月宮よしと「青柳物語」(220円/1964年頃?)
「寺崎友忠と沙枝は、父親同士が親友だったため、許嫁となる。
二人は親愛の情を深めつつ成長。
友忠は元服後、武士を目指して、能登の国の大名、畠山義宗に仕える。
一人前の武士になったら、沙枝を迎えに行くつもりであったが、三年後、彼女が重い病気との知らせが入る。
急いで故郷に向かい、将来を誓った場所に咲く青柳の枝を折って、彼女の家を訪れる。
沙枝は瀕死の状態で、友忠に、もう一度生まれ変わると誓い、亡くなる。
友忠は彼女の言葉を信じ、彼女の生まれ変わりを待とうと考えるが、殿や家の都合で、妻を娶ることとなる。
子供も生まれ、沙枝の記憶は薄れていくが、妻子を相次いで亡くし、天涯孤独な身となる。
ある年の冬、友忠は、殿の内密の用向きで、京都の細川政之のもとへ使いにやらされる。
途中、山中で吹雪にあい、彼は偶然見つけた家で休ませてくれるよう頼む。
老夫婦は快く彼を家に入れ、もてなしてくれるが、夫婦の娘、青柳は沙枝にそっくりであった。
しかも、二人きりになった時、彼女は、自分は沙枝の生まれ変わりであることを明かし、前世について話す。
友忠は、青柳が沙枝の転生であることを確信し、彼女を妻にして、京都へ向かう。
京都では城中の官舎を与えられ、そこに彼女を隠して、暮らしていたが、ある日、殿の政之の目に触れてしまう。
これによって、殿の許しなくして結婚していたことがばれ、沙枝は御殿女中に、友忠は謹慎の身となる。

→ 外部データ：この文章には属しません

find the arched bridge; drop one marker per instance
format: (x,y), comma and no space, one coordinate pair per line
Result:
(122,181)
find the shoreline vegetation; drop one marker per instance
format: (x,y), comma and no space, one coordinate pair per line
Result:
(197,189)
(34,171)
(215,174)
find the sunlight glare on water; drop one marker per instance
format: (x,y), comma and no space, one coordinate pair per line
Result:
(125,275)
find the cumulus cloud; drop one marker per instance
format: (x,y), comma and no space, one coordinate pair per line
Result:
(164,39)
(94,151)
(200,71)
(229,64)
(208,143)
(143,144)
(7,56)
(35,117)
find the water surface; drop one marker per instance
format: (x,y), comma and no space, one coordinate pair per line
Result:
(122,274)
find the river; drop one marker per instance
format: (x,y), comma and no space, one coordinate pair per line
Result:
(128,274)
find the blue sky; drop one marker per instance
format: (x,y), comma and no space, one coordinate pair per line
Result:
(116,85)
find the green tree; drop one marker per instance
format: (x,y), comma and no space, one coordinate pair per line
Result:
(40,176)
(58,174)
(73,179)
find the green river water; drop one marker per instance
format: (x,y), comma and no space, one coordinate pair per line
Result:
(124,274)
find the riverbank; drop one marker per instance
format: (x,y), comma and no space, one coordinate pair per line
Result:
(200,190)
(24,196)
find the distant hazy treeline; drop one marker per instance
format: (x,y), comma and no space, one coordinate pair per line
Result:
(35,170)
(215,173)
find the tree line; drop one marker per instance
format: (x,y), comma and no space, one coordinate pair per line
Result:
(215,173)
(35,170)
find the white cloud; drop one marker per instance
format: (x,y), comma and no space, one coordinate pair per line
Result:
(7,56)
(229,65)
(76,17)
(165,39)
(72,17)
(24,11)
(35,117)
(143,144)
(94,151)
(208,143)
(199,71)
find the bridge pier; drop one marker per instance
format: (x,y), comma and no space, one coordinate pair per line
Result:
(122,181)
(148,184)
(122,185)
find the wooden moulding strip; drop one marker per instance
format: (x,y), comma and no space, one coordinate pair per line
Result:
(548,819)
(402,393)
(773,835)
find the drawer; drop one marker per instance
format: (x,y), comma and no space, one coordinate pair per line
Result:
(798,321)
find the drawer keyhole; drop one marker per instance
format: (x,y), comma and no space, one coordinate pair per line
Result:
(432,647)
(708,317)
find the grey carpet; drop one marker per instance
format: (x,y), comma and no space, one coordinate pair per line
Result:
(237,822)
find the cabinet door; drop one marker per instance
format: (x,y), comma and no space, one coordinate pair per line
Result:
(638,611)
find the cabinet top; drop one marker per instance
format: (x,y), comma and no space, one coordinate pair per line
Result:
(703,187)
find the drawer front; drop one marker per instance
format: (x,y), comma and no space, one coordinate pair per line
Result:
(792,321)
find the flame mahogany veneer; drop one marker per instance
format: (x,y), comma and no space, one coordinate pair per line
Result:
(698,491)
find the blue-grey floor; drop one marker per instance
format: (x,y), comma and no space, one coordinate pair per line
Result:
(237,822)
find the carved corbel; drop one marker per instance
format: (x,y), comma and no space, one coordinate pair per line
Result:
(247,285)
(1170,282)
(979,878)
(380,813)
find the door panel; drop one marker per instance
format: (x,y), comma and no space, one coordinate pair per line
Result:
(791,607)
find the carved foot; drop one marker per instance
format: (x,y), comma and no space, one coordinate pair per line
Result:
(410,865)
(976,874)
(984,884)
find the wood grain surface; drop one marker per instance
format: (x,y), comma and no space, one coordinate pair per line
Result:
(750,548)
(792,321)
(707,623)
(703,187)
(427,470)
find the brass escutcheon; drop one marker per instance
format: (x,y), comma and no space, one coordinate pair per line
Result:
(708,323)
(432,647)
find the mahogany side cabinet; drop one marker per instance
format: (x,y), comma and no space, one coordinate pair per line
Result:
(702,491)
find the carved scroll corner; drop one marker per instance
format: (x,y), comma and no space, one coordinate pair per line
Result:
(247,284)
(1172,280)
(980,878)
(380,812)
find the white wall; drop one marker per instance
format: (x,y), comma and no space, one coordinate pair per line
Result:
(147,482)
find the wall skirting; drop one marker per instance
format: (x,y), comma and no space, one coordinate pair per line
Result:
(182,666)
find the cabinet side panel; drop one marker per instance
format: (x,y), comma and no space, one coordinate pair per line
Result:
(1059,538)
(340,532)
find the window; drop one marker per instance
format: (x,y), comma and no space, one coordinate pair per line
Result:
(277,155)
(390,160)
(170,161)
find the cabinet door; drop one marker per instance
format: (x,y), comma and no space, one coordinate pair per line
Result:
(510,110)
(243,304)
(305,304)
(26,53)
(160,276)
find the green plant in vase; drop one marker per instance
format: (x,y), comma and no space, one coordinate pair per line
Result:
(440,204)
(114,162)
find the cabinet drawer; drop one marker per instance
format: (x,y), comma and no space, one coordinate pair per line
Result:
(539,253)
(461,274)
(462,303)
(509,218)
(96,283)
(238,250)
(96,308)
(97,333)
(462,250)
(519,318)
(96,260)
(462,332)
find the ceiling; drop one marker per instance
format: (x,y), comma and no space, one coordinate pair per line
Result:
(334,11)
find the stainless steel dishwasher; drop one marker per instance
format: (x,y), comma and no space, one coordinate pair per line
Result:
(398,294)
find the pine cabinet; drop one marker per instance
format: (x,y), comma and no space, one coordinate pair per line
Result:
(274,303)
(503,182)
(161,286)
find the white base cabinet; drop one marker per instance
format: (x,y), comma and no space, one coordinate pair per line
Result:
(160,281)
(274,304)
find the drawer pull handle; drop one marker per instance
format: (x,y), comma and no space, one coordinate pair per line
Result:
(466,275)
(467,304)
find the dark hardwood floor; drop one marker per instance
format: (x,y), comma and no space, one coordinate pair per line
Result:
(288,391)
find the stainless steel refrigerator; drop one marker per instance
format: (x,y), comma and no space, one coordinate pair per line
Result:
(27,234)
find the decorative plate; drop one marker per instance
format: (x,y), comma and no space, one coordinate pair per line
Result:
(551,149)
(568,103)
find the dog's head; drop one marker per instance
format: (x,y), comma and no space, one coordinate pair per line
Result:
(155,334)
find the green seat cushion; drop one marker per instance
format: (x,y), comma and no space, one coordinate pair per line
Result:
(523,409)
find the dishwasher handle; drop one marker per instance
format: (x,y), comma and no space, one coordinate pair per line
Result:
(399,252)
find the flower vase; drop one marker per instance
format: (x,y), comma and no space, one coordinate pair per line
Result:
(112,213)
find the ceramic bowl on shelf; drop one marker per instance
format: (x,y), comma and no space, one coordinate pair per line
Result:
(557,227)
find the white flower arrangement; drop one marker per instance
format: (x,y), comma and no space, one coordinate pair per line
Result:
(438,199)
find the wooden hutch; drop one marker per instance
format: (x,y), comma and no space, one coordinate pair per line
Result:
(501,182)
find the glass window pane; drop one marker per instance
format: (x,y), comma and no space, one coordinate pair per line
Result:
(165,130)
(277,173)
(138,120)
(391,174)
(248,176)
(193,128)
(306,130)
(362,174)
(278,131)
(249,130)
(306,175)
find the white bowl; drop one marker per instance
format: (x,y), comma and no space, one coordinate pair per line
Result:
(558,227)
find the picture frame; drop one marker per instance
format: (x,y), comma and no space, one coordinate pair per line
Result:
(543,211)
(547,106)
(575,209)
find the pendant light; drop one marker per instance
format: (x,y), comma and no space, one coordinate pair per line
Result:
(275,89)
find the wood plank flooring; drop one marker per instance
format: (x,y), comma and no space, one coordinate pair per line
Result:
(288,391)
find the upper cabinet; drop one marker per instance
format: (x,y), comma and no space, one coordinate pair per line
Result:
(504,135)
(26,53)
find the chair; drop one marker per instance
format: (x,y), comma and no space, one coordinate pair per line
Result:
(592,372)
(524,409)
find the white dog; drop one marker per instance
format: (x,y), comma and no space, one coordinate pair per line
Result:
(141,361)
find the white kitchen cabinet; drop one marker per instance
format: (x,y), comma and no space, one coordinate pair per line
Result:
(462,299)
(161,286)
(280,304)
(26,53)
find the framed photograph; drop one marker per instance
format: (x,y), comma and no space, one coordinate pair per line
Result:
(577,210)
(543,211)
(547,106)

このままでは離れ離れになると、友忠は意を決して二人で逃げようと、沙枝に手紙を届けようとするのだが…。
運命に翻弄される、二人の恋の行方は…?」
ロマンチック、かつ、幻想的な内容で、良作だと思います。
当時の小島剛夕先生の影響がかなり大きいのではないでしょうか?
特に、ヒロインは、目元がいつもの「三白眼」でなく、涼しげで、とっても可憐です。
個人的には、このキャラでいってほしかったなあ〜。
巻末には、「美兎プロゼミー」という漫画教室の案内(第二期生募集)が載っております。
これはどれほど、続いたのでありましょうか?
生徒の能沢貴子さんの「お酒が水になった話」という短編が掲載されております。
・備考
ビニールカバー剥がし痕あり。カバー貼り付け。後ろの見開きに貸本店の紙貼り付け。